Idolatry is the sin we see over and over in scripture, in both the Old Testament and in the New Testament, that we humans are most susceptible to and which we are most prone to committing in the guise of worshiping God.
We need to repent. Anything or anyone that we worship, believe, obey, and trust other than God Almighty is an idol. Our worship, our belief, our trust, and our faith must be in God and in Jesus Christ. And that means it must be in God’s word alone.
We can’t assume that anything that we hear or read – even though many times the people saying it or writing it purport to speak for God and to have special spiritual understanding and wisdom – by human beings (and that includes this blog) is true and is accurate.
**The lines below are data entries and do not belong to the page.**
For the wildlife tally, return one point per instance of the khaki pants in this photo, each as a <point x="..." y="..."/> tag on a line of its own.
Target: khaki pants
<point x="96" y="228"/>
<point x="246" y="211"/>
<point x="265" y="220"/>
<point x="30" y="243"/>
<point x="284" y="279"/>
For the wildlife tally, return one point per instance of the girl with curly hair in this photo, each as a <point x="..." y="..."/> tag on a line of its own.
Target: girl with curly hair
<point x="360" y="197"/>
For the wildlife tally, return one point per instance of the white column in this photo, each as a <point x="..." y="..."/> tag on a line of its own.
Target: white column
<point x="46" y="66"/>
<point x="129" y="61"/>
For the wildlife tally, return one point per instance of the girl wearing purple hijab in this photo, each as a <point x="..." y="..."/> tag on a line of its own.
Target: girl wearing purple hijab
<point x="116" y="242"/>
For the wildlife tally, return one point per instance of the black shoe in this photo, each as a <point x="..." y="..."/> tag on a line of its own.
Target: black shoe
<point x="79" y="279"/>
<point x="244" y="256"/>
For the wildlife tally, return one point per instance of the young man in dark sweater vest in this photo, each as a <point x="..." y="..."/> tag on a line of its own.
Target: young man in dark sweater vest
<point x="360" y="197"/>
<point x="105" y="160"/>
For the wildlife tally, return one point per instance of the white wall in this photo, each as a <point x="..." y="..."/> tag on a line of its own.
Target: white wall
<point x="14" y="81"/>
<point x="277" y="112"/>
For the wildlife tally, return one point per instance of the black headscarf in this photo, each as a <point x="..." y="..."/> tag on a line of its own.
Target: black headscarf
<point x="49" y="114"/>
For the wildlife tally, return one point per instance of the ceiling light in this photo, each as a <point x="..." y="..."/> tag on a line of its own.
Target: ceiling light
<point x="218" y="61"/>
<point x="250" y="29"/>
God’s word is the only source of truth.
We must pray, asking God to teach us and grant us His wisdom, His understanding, and His discernment to rightly divide His word of truth. We don’t depend on other imperfect humans like ourselves to do that for us. We go to the source – scripture – and we study it. And then we apply it.
Our first conscious moment in the resurrection will bring us face to face with Jesus Christ. Whether our names are in the Book of Life will depend on whether we have depended on, lived by, grown in, and developed the character of the same books (God’s word) that will be opened in the second resurrection.
Jesus Christ will not be interested in our interpretation or others’ interpretations of the word of God. We will not be able to say “well, I thought…” or “my minister said…” or “the ‘church’ wrote this paper and it said…” because He will look you and me in the eyes and answer, “What did I say?”
That is what we need to know, we need to understand, and we need to live by. Period.
Do not be deceived. There are no substitutions for the word of God. And you and I are each responsible for learning it, knowing it, understanding it, obeying it, and living by it. No one else can do that for you and me.
The responsibility in the human side of the equation (God and Jesus Christ do all the heavy lifting on their side of the equation, without which we are helpless) lies with you and me alone, not with anyone else.
So I implore each of us to be diligent to let no human (or organization) take our crown.